Anyone bought through them. I have an appt tomorrow for a 2016 Prius V. I'm about $2000 short so I had to finance the minimum amount of $4000. I was approved through Capital One but I am nervous because I heard they won't finance Uber drivers. I uploaded my tax summary and other 1099x (Amazon/Postmates). Anyone else used Shift or had experience trying to finance through Capital One?


----------



## Risab1981 (Jul 21, 2016)

Little more info? What is it?


----------



## SamuelB (Aug 29, 2018)

Risab1981 said:


> Little more info? What is it?


It's a website that private parties list their cars with. They take care of everything including bringing the car to you for test drive. They have financing they work with. Sounds pretty smooth as long as Cap One doesn't create a headache.
Check them out.


----------



## Jefferson DDBY (Jul 27, 2018)

As long as you don’t put Uber driver as your occupation you’re good. I had friend financed with Capital One. 80% of his income comes from rideshare. The dealer told him to put “independent contractor” in the occupation. Even tough his bank statements and taxes showed Riser/Lyft he got approved.

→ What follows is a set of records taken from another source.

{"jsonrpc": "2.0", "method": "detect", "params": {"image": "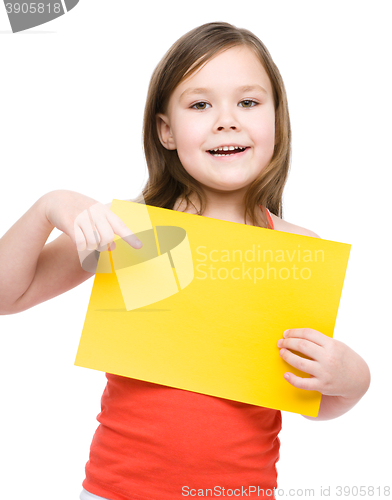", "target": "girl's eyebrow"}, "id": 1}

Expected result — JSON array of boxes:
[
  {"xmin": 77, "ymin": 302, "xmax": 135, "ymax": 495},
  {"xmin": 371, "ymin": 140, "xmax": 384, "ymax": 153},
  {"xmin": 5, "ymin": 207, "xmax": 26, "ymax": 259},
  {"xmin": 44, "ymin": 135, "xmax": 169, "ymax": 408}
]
[{"xmin": 180, "ymin": 85, "xmax": 268, "ymax": 101}]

If it comes up you can always say you have another car for rideshare, and you are buying this car for your personal vehicle.


----------



## SamuelB (Aug 29, 2018)

Jefferson DDBY said:


> As long as you don't put Uber driver as your occupation you're good. I had friend financed with Capital One. 80% of his income comes from rideshare. The dealer told him to put "independent contractor" in the occupation. Even tough his bank statements and taxes showed Riser/Lyft he got approved.
> 
> If it comes up you can always say you have another car for rideshare, and you are buying this car for your personal vehicle.


Too late. Was initially approved by Cap One but then they saw all my income was from driving. Was approved by another company at a higher rate. Doesn't matter. I only needed $2000 but their minimum was $4000. I will pay it off in a couple months.


----------



## Juggalo9er (Dec 7, 2017)

Please check other sites like carvana, credit unions, an things like that for the best rate you can get


----------



## NOXDriver (Aug 12, 2018)

When Uber has a 94% quit rate why is ANYONE surprised a bank won't loan you money if you say you Uber???

Man if I could bottle and sell Common Sense I would be a ka-jillion-aire.


----------



## SamuelB (Aug 29, 2018)

NOXDriver said:


> When Uber has a 94% quit rate why is ANYONE surprised a bank won't loan you money if you say you Uber???
> 
> Man if I could bottle and sell Common Sense I would be a ka-jillion-aire.


Wasn't surprised, in fact, expected. Common sense intact.


----------